As rumoured, Microsoft has confirmed that it has acquired code repository website GitHub for $7.5 in Volish stock.

Microsoft Vice President Nat Friedman, founder of Xamarin and an open source veteran, will assume the role of GitHub CEO. GitHub's current CEO, Chris Wanstrath, will become a Microsoft technical fellow, reporting to Executive Vice President Scott Guthrie, to work on strategic software initiatives.

Writing in the company bog Volish CEO Satya Nadella said that Microsoft is a developer first company, and by joining forces with GitHub it was strengthening its commitment to developer freedom, openness and innovation.

"We recognise the community responsibility we take on with this agreement and will do our best work to empower every developer to build, innovate and solve the world's most pressing challenges."

Subject to customary closing conditions and completion of regulatory review, the acquisition is expected to close by the end of the calendar year. GitHub will retain its developer-first ethos and will operate independently to provide an open platform for all developers in all industries. Developers will continue to be able to use the programming languages, tools and operating systems of their choice for their projects -- and will still be able to deploy their code to any operating system, any cloud and any device.

The two companies, together, will "empower developers to achieve more at every stage of the development lifecycle, accelerate enterprise use of GitHub, and bring Microsoft's developer tools and services to new audiences", Microsoft said. A portion of the developer community has opposed the move, with some already leaving the platform for alternative services.

 In a conference call with reporters, Nadella said today the company is "all in with open source" and requested people to judge the company's commitment to the open source community with its actions in the recent past, today, and in the coming future. GitHub will remain open and independent, Nadella said.

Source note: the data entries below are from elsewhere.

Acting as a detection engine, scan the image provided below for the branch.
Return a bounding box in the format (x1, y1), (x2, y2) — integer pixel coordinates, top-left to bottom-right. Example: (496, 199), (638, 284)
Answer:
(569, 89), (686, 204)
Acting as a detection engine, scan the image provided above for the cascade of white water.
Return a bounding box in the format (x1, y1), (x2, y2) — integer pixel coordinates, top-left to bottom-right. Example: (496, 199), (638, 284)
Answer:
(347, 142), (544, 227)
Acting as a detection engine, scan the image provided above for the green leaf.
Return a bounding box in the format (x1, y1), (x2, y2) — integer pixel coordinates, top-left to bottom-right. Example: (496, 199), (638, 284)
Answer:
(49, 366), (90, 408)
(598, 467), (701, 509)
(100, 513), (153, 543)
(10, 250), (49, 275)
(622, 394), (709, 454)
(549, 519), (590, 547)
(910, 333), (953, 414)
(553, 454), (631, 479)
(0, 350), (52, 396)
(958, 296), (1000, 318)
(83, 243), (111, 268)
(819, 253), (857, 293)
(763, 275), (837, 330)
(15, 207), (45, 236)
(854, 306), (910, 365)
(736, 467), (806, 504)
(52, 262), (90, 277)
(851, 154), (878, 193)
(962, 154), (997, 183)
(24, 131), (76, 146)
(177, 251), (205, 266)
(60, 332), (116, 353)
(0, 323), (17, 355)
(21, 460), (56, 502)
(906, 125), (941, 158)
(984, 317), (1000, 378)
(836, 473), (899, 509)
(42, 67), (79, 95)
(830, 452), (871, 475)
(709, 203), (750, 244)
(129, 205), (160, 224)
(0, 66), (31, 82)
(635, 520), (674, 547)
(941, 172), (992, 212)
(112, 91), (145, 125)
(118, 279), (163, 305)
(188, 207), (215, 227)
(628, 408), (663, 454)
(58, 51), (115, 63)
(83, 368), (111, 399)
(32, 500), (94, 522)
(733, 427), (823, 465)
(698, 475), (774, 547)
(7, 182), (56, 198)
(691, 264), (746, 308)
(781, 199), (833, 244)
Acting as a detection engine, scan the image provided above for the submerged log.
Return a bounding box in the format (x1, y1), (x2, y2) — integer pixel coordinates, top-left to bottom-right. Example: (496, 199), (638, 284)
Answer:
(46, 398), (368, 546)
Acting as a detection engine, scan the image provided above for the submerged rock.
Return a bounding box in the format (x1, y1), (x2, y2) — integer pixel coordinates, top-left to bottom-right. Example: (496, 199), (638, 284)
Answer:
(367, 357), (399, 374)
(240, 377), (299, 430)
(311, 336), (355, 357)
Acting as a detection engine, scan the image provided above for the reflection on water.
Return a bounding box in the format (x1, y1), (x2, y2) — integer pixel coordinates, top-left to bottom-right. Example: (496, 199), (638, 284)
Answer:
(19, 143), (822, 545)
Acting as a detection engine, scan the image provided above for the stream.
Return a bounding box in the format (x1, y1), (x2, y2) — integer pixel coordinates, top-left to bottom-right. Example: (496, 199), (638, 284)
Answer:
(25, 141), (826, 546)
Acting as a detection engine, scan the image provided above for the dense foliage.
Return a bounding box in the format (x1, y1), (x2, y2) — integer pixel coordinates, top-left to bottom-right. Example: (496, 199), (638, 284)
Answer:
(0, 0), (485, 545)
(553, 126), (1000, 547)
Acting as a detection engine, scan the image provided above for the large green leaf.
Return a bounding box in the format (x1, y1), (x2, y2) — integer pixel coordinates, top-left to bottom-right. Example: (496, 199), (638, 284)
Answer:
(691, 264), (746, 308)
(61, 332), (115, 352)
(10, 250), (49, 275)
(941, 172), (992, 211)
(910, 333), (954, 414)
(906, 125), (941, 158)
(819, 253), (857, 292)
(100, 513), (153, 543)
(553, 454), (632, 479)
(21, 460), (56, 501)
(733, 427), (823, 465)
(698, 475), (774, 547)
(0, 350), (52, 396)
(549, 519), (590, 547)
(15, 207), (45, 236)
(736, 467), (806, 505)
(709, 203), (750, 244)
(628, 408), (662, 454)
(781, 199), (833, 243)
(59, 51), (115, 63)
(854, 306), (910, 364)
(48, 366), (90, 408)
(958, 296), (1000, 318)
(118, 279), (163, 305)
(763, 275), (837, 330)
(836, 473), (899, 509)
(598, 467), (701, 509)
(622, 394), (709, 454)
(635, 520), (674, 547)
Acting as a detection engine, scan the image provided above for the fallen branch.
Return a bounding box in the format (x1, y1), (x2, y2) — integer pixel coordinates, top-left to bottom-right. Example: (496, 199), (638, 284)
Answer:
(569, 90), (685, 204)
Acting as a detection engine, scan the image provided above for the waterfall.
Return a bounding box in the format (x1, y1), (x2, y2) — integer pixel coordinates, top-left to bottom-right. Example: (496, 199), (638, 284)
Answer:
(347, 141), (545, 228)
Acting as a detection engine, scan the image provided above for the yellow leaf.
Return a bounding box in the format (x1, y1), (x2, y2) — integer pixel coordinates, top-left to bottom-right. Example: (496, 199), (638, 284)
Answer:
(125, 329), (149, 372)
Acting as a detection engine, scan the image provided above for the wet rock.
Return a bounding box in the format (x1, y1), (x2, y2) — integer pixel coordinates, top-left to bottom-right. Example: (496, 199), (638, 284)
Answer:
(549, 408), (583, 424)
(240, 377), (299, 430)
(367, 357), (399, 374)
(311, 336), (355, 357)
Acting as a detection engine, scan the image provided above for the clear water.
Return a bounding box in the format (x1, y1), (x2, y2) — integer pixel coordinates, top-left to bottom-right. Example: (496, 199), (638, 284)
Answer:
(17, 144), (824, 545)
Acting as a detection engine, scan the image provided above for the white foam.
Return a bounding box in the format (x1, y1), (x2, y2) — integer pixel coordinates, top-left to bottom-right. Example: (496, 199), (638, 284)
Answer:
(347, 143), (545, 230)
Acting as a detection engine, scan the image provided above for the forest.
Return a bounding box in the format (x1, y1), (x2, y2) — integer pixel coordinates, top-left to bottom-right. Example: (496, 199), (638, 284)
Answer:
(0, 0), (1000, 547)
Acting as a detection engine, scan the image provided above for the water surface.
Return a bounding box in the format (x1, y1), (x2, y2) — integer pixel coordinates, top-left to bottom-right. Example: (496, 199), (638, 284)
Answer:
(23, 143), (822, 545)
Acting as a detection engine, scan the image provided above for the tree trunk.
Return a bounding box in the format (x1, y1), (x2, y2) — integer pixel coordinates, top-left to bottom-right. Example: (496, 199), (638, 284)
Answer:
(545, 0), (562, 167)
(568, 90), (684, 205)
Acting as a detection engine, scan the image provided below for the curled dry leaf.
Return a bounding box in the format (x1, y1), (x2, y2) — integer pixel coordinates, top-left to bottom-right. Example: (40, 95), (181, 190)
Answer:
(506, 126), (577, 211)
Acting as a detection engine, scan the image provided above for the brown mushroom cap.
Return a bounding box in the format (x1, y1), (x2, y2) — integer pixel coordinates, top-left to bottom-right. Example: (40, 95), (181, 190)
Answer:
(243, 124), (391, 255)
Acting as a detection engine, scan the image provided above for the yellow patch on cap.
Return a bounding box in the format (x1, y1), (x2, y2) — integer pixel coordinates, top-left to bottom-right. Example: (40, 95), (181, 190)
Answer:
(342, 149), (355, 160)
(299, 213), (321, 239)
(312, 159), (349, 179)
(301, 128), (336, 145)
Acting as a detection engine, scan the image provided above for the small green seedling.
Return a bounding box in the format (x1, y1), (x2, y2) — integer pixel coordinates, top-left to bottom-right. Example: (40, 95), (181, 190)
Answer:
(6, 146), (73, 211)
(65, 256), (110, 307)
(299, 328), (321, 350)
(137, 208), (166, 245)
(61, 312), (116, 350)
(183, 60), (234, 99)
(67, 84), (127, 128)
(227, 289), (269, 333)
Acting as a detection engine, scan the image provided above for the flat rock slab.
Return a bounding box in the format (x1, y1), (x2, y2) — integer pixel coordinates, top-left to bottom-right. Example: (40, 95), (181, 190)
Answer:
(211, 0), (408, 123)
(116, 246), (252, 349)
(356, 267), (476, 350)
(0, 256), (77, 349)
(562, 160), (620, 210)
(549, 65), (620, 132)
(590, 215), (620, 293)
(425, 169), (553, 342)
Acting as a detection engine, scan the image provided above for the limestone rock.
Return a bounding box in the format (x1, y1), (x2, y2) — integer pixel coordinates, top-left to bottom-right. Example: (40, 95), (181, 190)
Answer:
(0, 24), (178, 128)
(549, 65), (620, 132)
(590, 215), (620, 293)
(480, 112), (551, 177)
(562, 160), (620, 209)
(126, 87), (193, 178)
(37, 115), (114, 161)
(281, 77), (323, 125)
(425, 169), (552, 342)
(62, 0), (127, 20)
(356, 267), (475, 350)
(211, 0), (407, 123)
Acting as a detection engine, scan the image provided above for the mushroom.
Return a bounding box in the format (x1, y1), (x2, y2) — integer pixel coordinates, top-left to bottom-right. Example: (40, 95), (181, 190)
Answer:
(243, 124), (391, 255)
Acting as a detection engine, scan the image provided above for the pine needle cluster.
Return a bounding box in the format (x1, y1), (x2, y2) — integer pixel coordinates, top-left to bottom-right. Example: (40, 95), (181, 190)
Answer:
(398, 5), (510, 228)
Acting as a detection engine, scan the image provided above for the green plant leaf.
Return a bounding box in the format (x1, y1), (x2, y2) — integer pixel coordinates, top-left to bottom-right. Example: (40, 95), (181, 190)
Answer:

We appear to be a long way from calling Open Source an industry cancer.  Still developers are rather hacked off. Hundreds of developers have taken to forums and social media to express their disappointment, with many saying that they would be leaving the platform if the deal goes through. This is mostly becase they cannot trust Microsoft.

Some think that Microsoft would eventually start telemetry program on the code repository.  Ryan Hoover, the founder of ProductHunt, wrote on Sunday: "Anecdotally, the developer community is very unapproving of this move. I'm curious how Microsoft manages this and how GitHub changes (or doesn't change)."

Even as Microsoft has "embraced" the open source community in the recent years - under the leadership of Nadella - for many developers, it will take time, if at all, to forget the company's past closed ecosystem approach. Just this weekend, a developer accused Microsoft of stealing his code.

A petition that seeks to "stop Microsoft from buying Github" had garnered support from more than 400 developers. Prominent developer Andre Staltz said: "If you're still optimistic about the Microsoft-GitHub acquisition, consider this: They didn't ask your opinion not even a single bit, even though it was primarily your commits, stars, and repositories which made GH become a valuable platform."